Nous présentons ci-dessous deux textes du site National Defense Interest, qu'on peut trouver sur ce site, dans leur forme originale. (Nos lecteurs connaissent le site National Defense Interest, auquel nous nous sommes déjà intéressés, et notamment le “Docteur Werther”, l'un des auteurs cités ici, que nous avons déjà présenté et lu sur ce site.) Il s'agit d'une réflexion, à partir du l’appréciation d'un texte du commentateur George F. Will, sur l'utilisation de l'analogie historique.

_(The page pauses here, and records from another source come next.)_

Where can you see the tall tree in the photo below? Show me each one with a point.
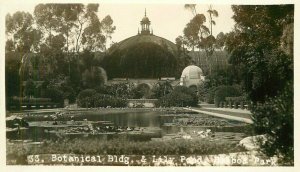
(256, 43)
(212, 13)
(192, 8)
(22, 37)
(108, 28)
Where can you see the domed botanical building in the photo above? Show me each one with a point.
(144, 55)
(191, 76)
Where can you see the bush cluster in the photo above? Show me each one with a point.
(225, 91)
(180, 97)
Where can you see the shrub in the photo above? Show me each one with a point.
(225, 91)
(181, 96)
(84, 98)
(56, 95)
(276, 119)
(90, 98)
(103, 100)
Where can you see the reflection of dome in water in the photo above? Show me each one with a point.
(143, 56)
(191, 76)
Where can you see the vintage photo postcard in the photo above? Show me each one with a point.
(148, 84)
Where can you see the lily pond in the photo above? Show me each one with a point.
(120, 131)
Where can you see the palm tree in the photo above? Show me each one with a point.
(212, 13)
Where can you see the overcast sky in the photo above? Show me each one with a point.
(167, 20)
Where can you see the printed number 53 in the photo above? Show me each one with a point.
(33, 158)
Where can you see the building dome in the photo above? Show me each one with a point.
(144, 55)
(191, 76)
(145, 20)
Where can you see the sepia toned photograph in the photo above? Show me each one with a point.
(150, 84)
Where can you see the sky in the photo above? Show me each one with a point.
(167, 20)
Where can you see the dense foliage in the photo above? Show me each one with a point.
(180, 97)
(90, 98)
(261, 45)
(222, 92)
(56, 40)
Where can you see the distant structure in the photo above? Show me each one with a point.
(192, 76)
(143, 56)
(145, 25)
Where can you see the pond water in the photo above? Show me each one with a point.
(132, 125)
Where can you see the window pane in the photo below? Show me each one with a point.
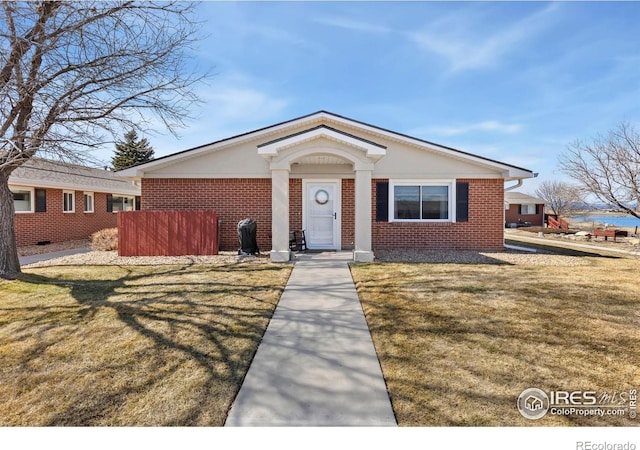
(435, 202)
(22, 200)
(88, 202)
(406, 202)
(68, 202)
(122, 203)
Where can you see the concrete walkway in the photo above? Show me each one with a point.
(316, 364)
(24, 260)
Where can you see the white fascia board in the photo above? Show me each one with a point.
(271, 150)
(138, 172)
(509, 172)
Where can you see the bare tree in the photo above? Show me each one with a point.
(608, 167)
(558, 196)
(74, 73)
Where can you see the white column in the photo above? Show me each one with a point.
(362, 251)
(280, 215)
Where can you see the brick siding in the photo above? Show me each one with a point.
(483, 231)
(56, 226)
(233, 199)
(236, 199)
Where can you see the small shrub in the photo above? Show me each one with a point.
(105, 240)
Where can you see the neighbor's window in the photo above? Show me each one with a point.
(123, 203)
(422, 201)
(68, 199)
(88, 202)
(23, 200)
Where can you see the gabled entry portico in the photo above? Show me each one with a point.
(327, 150)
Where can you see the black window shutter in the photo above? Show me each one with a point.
(462, 201)
(41, 200)
(382, 201)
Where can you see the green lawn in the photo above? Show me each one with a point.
(458, 343)
(127, 346)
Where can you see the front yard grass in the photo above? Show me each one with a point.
(130, 346)
(458, 343)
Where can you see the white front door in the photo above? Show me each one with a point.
(322, 215)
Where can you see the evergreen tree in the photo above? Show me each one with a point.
(131, 151)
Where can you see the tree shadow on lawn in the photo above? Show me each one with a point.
(160, 348)
(464, 362)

L'analogie est aujourd’hui un moyen classique de l’utilisation de la référence historique dans l’activité politique et médiatique, et, peut-être, le moyen seul classique tant la pensée historique semble se réduire au minimum minimorum selon son utilisation immédiate dans le débat idéologique du jour. (A cet égard, le titre ci-dessous est parfaitement choisi, tant il s’agit effectivement d’un collapsus de la pensée historique : « The Third Reich Syndrome: George Will and the Collapse of Historical Knowledge. ») On l’a deviné, il s’agit de la référence Adolf Hitler et le reste, — le nazisme, l'“esprit de Munich”, etc.

Nous reprenons ces deux textes pour les soumettre à nos lecteurs parce qu’ils nous semblent être significatifs et utiles par la description qu’ils font d’une “méthode” de l’esprit postmoderne. En fait de méthode, il s’agit paradoxalement d’une dégradation de l’esprit méthodique au plus simple appareil : recourir à l’image la plus simple, la plus primaire possible, véritablement en guise de “réflexion” ; réduire la pensée aux bornes de cette imagerie ; faire reposer toute conviction possible sur cette imagerie. C’est la formule de ce que nous nommons le virtualisme, dans sa forme la plus sommaire.

La référence hitlérienne telle qu’elle est utilisée, — utilisée couramment depuis la fin du communisme, utilisée pour Saddam, utilisée pour Milosevic, etc — est une grossièreté considérable de l’esprit lorsqu’il s’agit d’établir par son biais une analogie de puissance ; c’est une escroquerie entière de l’esprit lorsque, par le biais du terrorisme intellectuel qu’elle implique (qui s’oppose à une référence à Hitler n’est-il pas, un peu disons mais c’est déjà beaucoup, Hitler lui-même ?), il s’agit d’imposer une image d’influence idéologique du poids de celle du nazisme. Bien sûr l’image de puissance stratégique et d’ampleur de l’influence idéologique ainsi obtenue n’a pas le moindre rapport avec la réalité ; aucun de ces dictateurs postmodernes n’est capable de la justifier au millième, voire au dix-millième de sa réalité historique. C’est à la fois un terrorisme de l’esprit et une escroquerie de l’esprit lorsqu’il s’agit d’imposer une équivalence générale dans le champ historique ; aucun des récipiendaires de l’image ne peut prétendre approcher l’organisation et le poids stratégique, l’influence idéologique, donc l’importance historique de Hitler pendant la période. Nous sommes dans une différence de substance. Comparer Saddam et Milosevic à Hitler relève du mépris de la connaissance et constitue une insulte à l’intelligence.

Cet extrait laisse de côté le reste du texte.